Comme l’on pouvait s’y attendre, le choc procuré par sa lecture est violent. Le russe n’est pas le seul à avoir adapté et modernisé l’ultime chef‑d’œuvre wagnérien, mais sa vision concentrationnaire, d’une extrême actualité, a rarement eu autant d’écho et d’impact avec notre société contemporaine. Ainsi l’expérience qu’il nous propose de vivre, même si elle n’est pas toujours immédiatement limpide, s'avère pourtant incarnée et plausible. Car plus que jamais il va être question ici de cheminement (de connaissance de soi et des autres) et de douleur, pour parvenir à la rédemption et au miracle suprême. Dans cette conception très personnelle, les Chevaliers du Graal, une sorte de mafia dont les prisonniers sont retenus dans les geôles de Montsalvat, tous unis autour du « parrain » Amfortas, qui purge une double peine, car en plus d’être retenu il est blessé et voudrait mourir. Kundry,  photo-reporter qui travaille pour le compte d’un agent de mannequins corrompu, réalise un reportage qui lui permet d’approcher ce monde d’hommes secrets et dangereux. En parallèle, Parsifal, un éducateur au grand cœur, qui se souvient avoir été lui aussi utilisé pour ses charmes et sa beauté, travaille à la réinsertion des membres de cette communauté avec l’aide Gurnemanz, qui veille à faire régner l’ordre.

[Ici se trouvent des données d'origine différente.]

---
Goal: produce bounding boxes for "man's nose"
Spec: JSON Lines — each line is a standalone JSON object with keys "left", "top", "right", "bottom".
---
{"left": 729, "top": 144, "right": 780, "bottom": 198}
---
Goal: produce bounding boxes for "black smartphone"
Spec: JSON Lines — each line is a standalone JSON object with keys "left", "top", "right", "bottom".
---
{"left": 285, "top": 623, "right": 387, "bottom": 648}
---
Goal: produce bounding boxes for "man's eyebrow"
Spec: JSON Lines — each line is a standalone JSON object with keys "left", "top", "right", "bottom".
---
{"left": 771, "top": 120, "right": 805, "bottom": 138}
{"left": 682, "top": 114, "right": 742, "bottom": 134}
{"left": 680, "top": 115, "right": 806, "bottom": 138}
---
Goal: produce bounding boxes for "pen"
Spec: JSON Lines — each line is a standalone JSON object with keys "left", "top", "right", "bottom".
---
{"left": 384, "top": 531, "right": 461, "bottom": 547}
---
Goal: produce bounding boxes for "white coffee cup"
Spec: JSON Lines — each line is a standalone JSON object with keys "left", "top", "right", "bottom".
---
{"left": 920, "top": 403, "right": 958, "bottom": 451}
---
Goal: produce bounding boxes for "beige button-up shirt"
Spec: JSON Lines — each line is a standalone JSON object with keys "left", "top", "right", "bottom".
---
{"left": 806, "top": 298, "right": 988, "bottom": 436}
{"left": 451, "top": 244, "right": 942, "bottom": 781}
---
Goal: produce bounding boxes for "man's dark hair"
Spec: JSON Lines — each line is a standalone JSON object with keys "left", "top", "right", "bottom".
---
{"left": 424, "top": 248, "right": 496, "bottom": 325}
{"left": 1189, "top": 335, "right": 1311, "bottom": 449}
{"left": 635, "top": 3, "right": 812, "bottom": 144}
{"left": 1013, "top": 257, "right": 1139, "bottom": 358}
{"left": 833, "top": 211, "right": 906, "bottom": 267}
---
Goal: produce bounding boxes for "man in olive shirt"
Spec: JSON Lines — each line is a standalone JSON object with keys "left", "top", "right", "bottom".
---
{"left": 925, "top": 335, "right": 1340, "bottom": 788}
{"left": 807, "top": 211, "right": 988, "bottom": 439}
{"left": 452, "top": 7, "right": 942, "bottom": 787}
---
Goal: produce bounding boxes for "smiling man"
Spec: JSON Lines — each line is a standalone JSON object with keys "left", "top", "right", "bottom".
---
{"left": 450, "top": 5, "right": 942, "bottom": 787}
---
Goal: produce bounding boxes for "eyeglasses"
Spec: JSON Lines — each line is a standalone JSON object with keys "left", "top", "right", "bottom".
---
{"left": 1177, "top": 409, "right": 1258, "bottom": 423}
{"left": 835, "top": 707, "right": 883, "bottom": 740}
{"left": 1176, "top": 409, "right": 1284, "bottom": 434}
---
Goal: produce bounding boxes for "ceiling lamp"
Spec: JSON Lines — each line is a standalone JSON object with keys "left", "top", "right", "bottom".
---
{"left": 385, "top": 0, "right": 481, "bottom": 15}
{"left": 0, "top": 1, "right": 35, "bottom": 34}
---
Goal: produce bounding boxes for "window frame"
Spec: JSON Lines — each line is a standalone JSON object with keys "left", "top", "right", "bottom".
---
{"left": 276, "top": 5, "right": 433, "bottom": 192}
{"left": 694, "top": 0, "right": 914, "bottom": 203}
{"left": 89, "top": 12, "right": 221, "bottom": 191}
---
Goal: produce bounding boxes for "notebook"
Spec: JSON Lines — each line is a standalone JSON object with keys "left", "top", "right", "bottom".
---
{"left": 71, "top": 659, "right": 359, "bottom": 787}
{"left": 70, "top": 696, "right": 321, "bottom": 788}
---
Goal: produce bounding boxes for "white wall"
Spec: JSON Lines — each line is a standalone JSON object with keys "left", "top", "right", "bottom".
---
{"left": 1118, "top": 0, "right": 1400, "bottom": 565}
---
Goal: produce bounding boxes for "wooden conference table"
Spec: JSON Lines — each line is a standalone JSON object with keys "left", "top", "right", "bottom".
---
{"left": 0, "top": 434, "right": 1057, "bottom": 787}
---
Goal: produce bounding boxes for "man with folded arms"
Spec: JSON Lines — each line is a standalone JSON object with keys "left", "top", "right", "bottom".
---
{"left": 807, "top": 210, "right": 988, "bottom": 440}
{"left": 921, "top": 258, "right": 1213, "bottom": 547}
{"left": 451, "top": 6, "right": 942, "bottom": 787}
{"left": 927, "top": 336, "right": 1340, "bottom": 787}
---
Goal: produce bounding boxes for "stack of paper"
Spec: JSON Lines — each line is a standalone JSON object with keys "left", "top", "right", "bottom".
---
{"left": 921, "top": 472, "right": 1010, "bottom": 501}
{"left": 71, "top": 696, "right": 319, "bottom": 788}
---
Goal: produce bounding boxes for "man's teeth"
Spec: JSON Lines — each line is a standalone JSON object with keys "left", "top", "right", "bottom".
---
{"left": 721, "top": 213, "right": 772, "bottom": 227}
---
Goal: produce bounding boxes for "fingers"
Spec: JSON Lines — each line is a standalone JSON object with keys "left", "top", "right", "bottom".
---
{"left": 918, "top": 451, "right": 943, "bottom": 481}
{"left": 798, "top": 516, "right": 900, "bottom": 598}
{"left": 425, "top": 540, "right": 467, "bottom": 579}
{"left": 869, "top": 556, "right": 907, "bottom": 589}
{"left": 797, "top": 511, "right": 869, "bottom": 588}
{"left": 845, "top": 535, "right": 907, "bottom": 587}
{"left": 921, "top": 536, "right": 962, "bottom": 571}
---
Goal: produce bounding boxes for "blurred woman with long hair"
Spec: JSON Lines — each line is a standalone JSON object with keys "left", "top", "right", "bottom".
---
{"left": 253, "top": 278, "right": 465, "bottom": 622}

Conscient de la mission qui lui est impartie, Parsifal accompagne un jeune détenu, « héros » fraîchement arrêté, repéré par la photographe qui voudrait en faire une vedette (rôle muet joué avec beaucoup de justesse par le comédien Nikolay Sidorenko). Au second acte le château magique de Klingsor est un confortable bureau de l’agence Schloss (château en allemand) où le directeur, entouré d’une myriade d’assistantes, prépare une séance photos avec le jeune inconnu découvert en prison. L’agence est en émoi quand ce dernier pose en cuir devant une croix, mais tout se complique lorsque Kundry passe à l’initiation sexuelle du jeune homme, sous les yeux révoltés de Parsifal qui ne supporte pas de revivre son passé. Kundry excédée par le retour inopiné de son patron qu’elle exècre, se retourne vers lui et le tue. Le dernier acte marque le retour à la prison de Montsalvat où Kundry, à son tour emprisonnée (en raison de son crime), s’occupe en fabriquant des crucifix en bois. Parsifal est également présent exténué par un long périple ; c’est le jour du Vendredi Saint et Gurnemanz, heureux de le retrouver en ces lieux, le consacre, pour avoir accompli et partagé ses souffrances. L’apprenti mannequin apparait et retrouve Kundry en l’enlaçant sous les yeux, émus cette fois, de Parsifal. Les chevaliers du Graal se recueillent autour d’Amfortas qui demande à mourir en répandant les cendres de son père Titurel, récemment décédé. La lance rapportée par Parsifal lui permet de guérir miraculeusement Amfortas ; à ce moment le jeune Parsifal ouvre une à une les portes des cellules et libère les détenus qui quittent Montsalvat en ce jour exceptionnel de rédemption et d’hyme à la liberté.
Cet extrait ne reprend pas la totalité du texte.